There is an unusual mitzvah performed twice every seven years. It is called Viduy Ma’aser — literally, ‘Tithing Confession.’ But this is not a confession in the usual sense. The individual goes to Jerusalem and publicly declares that he has fulfilled all his obligations regarding terumot and ma’aserot, the various tithes of agreicultural produce distributed to the kohanim, the Levites, and the poor.
We do not find a viduy of this nature for any other mitzvah. What is the purpose of this unusual declaration? And why is it performed so infrequently?
If we seek to continually improve ourselves, we need to tbe fully aware of the true extent of our moral and spiritual responsibilities — whether helping others, refining character traits, or performing acts of holiness. Even when we are completely dedicated to pursuing the path of goodness, we will still be far from fully fulfilling our obligations. This is the attitude of the truly righteous. They see themselves as lacking in good deeds and kindness. This critical self-image saves them from pretentiousness and arrogance, and graces them with a sincere modesty.
However, we must be careful not to be overly self-critical. We should not let this attitude deny us a sense of joy and satisfaction in our accomplishments. For this reason, the Torah teaches that we should rejoice in our good deeds. In the proper measure, this contentment bolsters our resolve in serving God, in the performance of mitzvot and acts of kindness. It is correct to feel a measure of satisfaction and well-being, and not always regard our actions as flawed and inadequate when we have acted properly.
In short: we need set times for regular viduy, to admit our mistakes and faults, so that we may refine our character traits and improve our actions. But we also need set times for a positive viduy, to express our recognition when we succeed in meeting our obligations and spiritual goals.

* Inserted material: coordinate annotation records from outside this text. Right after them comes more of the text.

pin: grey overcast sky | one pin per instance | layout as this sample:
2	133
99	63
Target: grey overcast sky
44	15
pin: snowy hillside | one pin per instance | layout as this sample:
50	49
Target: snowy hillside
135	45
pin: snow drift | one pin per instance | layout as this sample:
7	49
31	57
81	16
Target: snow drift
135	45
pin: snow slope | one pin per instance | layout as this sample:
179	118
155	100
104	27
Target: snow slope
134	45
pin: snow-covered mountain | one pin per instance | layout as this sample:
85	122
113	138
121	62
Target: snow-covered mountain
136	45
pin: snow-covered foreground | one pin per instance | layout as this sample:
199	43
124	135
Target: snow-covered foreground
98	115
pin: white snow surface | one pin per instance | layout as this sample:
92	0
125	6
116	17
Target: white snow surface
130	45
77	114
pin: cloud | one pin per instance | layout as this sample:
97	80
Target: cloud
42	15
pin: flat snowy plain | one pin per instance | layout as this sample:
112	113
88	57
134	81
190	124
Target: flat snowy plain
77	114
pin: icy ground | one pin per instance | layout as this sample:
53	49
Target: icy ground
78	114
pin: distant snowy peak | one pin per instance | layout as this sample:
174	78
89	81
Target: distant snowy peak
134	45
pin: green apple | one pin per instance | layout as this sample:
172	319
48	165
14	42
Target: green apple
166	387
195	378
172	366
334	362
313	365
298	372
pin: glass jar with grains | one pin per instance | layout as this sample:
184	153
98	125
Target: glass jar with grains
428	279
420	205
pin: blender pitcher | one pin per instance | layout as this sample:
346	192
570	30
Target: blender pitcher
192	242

This positive declaration, however, should be less frequent than our periodic soul-searching. We must avoid the degree of self-satisfaction that can lead to smugness and complacency. Thus Viduy Ma’aser is performed only twice in seven years.
Why did the Torah establish this positive viduy specifically with regard to terumot and ma’aserot? The beauty of tithing is that it encompasses all aspects of the Torah’s obligations. It contains both positive and negative mitzvot — giving ma’aserot as well as the prohibition not to eat untithed produce. It involves our responsibilities toward others — gifts to the Levites and the poor — as well as responsibilities toward God — the special holiness of terumah. And it reflects both obligations of the individual — the farmer’s obligation to tithe — and society as a whole — support of the kohanim and their spiritual service for the nation.

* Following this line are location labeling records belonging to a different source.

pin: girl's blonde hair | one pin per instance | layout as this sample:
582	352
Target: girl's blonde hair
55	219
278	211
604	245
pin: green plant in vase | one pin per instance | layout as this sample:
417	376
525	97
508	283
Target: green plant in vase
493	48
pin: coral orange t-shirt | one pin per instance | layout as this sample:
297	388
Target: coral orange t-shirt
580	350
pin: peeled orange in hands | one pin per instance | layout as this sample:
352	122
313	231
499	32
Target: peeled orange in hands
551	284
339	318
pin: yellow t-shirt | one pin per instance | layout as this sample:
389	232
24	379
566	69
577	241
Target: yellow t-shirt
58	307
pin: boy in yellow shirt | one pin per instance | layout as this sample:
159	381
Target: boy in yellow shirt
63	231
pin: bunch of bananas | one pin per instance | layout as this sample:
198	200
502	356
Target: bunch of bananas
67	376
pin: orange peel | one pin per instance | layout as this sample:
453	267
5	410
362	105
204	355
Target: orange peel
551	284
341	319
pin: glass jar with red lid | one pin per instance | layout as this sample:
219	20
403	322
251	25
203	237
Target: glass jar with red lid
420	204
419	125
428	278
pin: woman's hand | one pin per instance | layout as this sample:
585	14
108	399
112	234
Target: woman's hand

Thus, tithing encompasses all of the foundations of our ethical responsibilities. Viduy Ma’aser teaches us that we should not judge ourselves too harshly, but strive for a balanced self-image, with the ability to derive satisfaction from our accomplishments. This more accurate outlook allows us to see ourselves more clearly, providing strength to overcome negative traits and habits. We are aware of disappointment in our failings, as well as genuine pride and happiness in our successes.
Despite the importance of this declaration, the Torah sought to impress a measure of modesty. Unlike the loud declaration of Bikkurim (first-fruits), Viduy Ma’aser is recited quietly (Sotah 32b). Furthermore, we demonstrate our reticence at praising ourselves by delaying the viduy until the very last moment – the end of the last day of the Passover holiday.